Генералы спешились. Романиус расслабленно присел на скамью, стал неторопливо раскуривать короткую трубку. Вспыльчивый Эльмпт, шумно втягивая носом дурманящие запахи Сиваша, поспешил достать табакерку. Берг, низко надвинув на лоб шляпу, старческой походкой проковылял к костру.
Долгоруков, загребая начищенными сапогами увядшую траву, отошёл в сторону, приложился к зрительной трубе... «Не ведают басурманы, какой презент я им готовлю», — беззлобно подумал он, пытаясь разглядеть штурмовые колонны. Окуляр был чёрен. «Это хорошо. Значит, с линии тоже ничего не обозревают...»

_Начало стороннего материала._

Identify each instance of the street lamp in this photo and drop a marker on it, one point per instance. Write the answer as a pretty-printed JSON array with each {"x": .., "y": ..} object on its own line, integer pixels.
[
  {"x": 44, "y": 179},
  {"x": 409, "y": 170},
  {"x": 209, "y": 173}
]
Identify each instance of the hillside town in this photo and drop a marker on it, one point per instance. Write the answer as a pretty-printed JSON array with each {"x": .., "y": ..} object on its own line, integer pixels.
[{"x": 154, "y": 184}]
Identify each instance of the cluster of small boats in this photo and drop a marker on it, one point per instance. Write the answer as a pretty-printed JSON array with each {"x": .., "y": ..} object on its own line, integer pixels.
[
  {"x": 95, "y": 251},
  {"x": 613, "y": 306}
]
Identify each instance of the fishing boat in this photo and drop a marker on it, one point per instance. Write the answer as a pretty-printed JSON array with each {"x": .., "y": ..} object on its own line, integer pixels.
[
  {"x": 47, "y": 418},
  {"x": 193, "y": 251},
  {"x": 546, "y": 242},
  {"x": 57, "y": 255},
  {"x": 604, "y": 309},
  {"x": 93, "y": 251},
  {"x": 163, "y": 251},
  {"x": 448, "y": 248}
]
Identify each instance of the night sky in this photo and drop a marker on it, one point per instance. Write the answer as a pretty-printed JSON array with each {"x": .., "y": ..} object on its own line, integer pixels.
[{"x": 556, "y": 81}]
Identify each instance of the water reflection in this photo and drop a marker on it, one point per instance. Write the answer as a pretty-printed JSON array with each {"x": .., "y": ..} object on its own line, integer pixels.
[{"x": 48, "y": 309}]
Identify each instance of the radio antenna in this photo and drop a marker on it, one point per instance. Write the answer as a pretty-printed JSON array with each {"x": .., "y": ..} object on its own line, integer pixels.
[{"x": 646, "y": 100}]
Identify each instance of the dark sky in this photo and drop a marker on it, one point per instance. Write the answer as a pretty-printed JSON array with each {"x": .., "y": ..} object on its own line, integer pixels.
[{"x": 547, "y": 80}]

У кургана послышался глухой стук копыт. Соскочив на ходу с лошадей, к Долгорукову подбежали офицеры от Мусина-Пушкина и Каховского, доложили, что батальоны готовы начать приступ.

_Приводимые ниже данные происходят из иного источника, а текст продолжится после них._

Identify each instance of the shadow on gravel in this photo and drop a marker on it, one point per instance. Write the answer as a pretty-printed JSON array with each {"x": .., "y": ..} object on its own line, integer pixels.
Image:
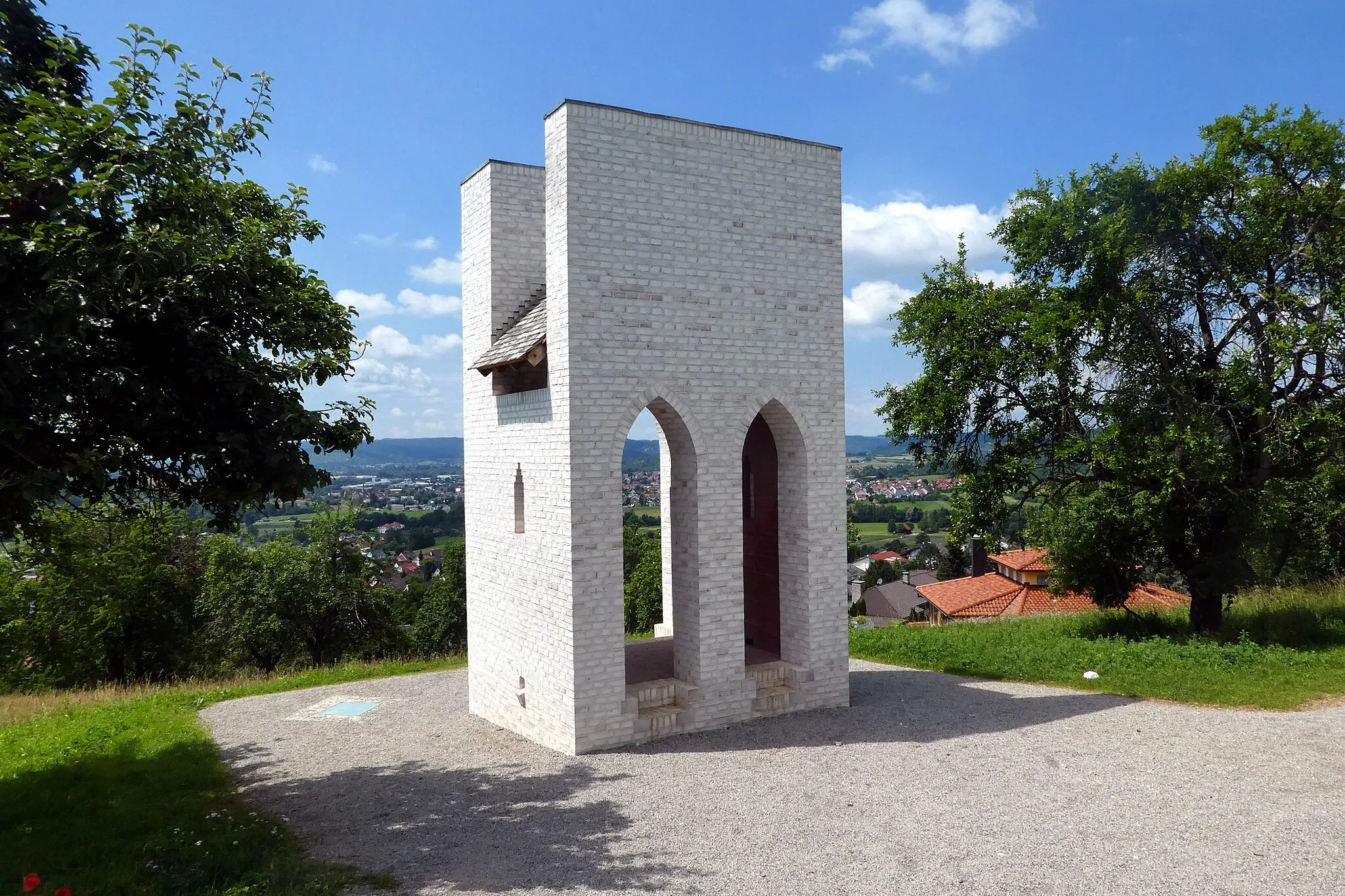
[
  {"x": 474, "y": 829},
  {"x": 898, "y": 706}
]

Долгоруков достал из кармана массивные золотые часы, открыл крышку, наклонил, чтобы свет костра падал на циферблат... «Два тридцать... Время!..» Он закрыл крышку, спрятал часы, перекрестился.
— Ну, господа, начнём с Божьей помощью.
Генералы подошли ближе к командующему, замерли в волнующем ожидании. Наступила минута, которая открывала новую страницу в истории России. Страница была пока чиста. И первую строчку на ней — радостную иль печальную — должны были нынешней ночью написать они.